3ème Chbre Cab A3, 15 mai 2025 — 22/12411
Texte intégral
TRIBUNAL JUDICIAIRE DE [Localité 7]
TROISIEME CHAMBRE CIVILE - SECTION A3
JUGEMENT N° du 15 Mai 2025
Enrôlement : N° RG 22/12411 - N° Portalis DBW3-W-B7G-2YOX
AFFAIRE : M. [D] [W] ( Maître Pascal CERMOLACCE de la SELARL CABINET CERMOLACCE-GUEDON) C/ SCCV LA BARRIERE ; SAS SAM IMMOBILIER (la SELARL SELARL GRIMALDI ET ASSOCIES)
DÉBATS : A l'audience Publique du 23 Janvier 2025
COMPOSITION DU TRIBUNAL lors des débats :
Président : Madame Stéphanie GIRAUD,
Greffier : Madame Sylvie HOBESSERIAN,
A l'issue de laquelle, la date du délibéré a été fixée au 27 mars 2025, prorogée au 15 Mai 2025
PRONONCE : Par mise à disposition au greffe le 15 Mai 2025
Par Madame Stéphanie GIRAUD,
Assistée de Madame Sylvie HOBESSERIAN, Greffier
NATURE DU JUGEMENT
contradictoire et en premier ressort
NOM DES PARTIES
DEMANDEUR
Monsieur [D] [W] né le 25 Avril 1997 à [Localité 4] (13), de nationalité française, domicilié et demeurant [Adresse 2]
représenté par Maître Pascal CERMOLACCE de la SELARL CABINET CERMOLACCE-GUEDON, avocats au barreau de MARSEILLE
C O N T R E
DEFENDERESSES
LA SCCV LA BARRIÈRE, inscrite au RCS d’[Localité 3] sous le numéro 840 843 775 et dont le siège social est sis [Adresse 1], prise en la personne de son représentant légal en exercice
LA S.A.S. SAM IMMOBILIER,inscrite au RCS d’[Localité 3] sous le numéro 514 953 850 et dont le siège social est sis [Adresse 1], prise en la personne de son représentant légal en exercice
toutes deux représentées par Maître Christel SCHWING de la SELARL SELARL GRIMALDI ET ASSOCIES, avocats au barreau de MARSEILLE
***
EXPOSE DU LITIGE : La société SAM IMMOBILIER s’est vue délivrer un permis de construire en vue de la réalisation d’un programme immobilier sur la commune de [Localité 5]. Ledit permis a fait l’objet d’un transfert de propriété au profit de la SCCV LA BARRIERE par un arrêté en date du 30 août 2018. Selon contrat de réservation en date du 3 décembre 2019, la SCCV LA BARRIERE s’est engagée à réserver certains lots au profit de Monsieur [D] [W]. Par acte authentique, devant Maître [C], en date du 4 juin 2020, [D] [W] a acquis auprès de la société BARRIERE dans le cadre d’une vente en l’état futur d’achèvement les lots 51, 24, et 32 (un appartement de type 2, et deux emplacements de stationnement clos en sous-sol), au sein de l’ensemble immobilier [Adresse 6], à [Localité 5]. Le contrat de vente prévoyait la livraison au plus tard le 30 juin 2021. Par courriers en date des 5 octobre 2020, 23 mars 2021, et 18 juin 2021, la SCCV LA BARRIERE a informé ses clients des décalages de livraison par rapport à la date contractuellement convenue. Elle a proposé avant livraison un geste commercial de 900 euros aux termes du courrier envoyé le 18 juin 2021.

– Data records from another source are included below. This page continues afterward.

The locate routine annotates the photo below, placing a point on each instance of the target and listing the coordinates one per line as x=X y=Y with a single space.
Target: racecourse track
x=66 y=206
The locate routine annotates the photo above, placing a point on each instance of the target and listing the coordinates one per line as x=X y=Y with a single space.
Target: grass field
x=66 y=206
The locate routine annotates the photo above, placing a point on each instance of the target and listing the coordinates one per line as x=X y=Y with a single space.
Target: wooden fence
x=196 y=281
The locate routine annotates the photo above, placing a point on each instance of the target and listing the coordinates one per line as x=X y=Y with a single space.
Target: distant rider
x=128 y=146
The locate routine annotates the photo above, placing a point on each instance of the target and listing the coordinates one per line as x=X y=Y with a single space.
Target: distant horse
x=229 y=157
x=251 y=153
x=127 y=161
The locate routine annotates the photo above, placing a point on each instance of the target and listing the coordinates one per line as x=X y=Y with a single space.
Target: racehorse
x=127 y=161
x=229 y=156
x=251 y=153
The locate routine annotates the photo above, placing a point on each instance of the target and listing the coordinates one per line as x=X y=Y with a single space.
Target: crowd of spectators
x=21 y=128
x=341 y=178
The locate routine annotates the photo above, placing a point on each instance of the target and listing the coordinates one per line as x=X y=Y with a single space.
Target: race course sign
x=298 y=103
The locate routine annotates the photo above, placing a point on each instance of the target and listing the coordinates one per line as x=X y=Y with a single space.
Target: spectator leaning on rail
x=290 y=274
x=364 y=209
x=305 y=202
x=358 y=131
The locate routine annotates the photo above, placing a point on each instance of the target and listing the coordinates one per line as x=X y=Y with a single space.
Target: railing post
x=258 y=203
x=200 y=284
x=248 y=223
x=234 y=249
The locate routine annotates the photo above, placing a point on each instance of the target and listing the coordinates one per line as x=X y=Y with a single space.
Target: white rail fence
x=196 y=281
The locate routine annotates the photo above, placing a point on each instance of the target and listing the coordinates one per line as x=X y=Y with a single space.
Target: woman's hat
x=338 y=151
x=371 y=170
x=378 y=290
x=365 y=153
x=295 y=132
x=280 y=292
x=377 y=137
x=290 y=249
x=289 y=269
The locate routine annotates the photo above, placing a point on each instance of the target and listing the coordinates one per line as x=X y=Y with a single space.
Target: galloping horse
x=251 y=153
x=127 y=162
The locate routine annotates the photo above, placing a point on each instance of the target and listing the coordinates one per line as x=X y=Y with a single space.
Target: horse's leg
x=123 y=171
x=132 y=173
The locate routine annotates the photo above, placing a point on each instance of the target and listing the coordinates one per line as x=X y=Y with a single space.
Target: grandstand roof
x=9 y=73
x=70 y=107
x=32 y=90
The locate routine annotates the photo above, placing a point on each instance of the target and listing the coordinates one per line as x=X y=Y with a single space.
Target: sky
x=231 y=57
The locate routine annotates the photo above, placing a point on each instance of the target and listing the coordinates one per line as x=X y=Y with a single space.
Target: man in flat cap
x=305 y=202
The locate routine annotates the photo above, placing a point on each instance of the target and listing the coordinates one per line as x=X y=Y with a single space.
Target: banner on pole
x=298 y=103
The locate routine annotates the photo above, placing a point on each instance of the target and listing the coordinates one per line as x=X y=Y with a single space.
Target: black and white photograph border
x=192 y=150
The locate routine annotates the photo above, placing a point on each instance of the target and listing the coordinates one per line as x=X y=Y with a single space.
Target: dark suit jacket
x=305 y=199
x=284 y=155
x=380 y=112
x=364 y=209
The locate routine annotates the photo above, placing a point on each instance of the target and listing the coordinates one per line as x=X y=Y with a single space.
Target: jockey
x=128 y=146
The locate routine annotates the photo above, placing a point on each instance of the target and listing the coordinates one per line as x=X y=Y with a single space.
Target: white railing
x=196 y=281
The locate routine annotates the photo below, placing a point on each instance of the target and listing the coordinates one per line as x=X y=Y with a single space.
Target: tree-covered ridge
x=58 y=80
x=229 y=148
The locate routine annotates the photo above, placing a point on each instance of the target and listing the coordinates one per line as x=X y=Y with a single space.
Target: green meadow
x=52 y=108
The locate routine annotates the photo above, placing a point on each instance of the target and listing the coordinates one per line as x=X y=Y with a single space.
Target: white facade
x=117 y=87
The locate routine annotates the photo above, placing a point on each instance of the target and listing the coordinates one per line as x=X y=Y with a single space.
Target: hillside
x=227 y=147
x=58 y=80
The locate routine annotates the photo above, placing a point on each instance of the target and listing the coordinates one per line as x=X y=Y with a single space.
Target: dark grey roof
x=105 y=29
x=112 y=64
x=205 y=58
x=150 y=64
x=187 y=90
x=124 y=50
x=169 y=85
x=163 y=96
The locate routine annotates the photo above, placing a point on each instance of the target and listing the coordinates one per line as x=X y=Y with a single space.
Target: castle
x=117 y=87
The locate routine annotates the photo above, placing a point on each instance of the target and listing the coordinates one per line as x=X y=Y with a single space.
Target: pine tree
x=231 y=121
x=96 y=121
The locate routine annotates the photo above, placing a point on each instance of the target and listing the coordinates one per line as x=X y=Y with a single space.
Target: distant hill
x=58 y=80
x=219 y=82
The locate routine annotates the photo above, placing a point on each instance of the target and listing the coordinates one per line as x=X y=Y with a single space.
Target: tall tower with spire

La livraison est intervenue le 6 décembre 2021 avec réserves. Le procès-verbal de livraison précisait que les réserves ne nécessitant pas de commande de pièces devaient être levées sous 1 mois. Un autre état des lieux avec réserves a été rédigé le 17 décembre 2021 pour la terrasse. Monsieur [W] a sollicité par plusieurs courriers adressés à la société BARRIERE, la réparation de ses préjudices, en vain.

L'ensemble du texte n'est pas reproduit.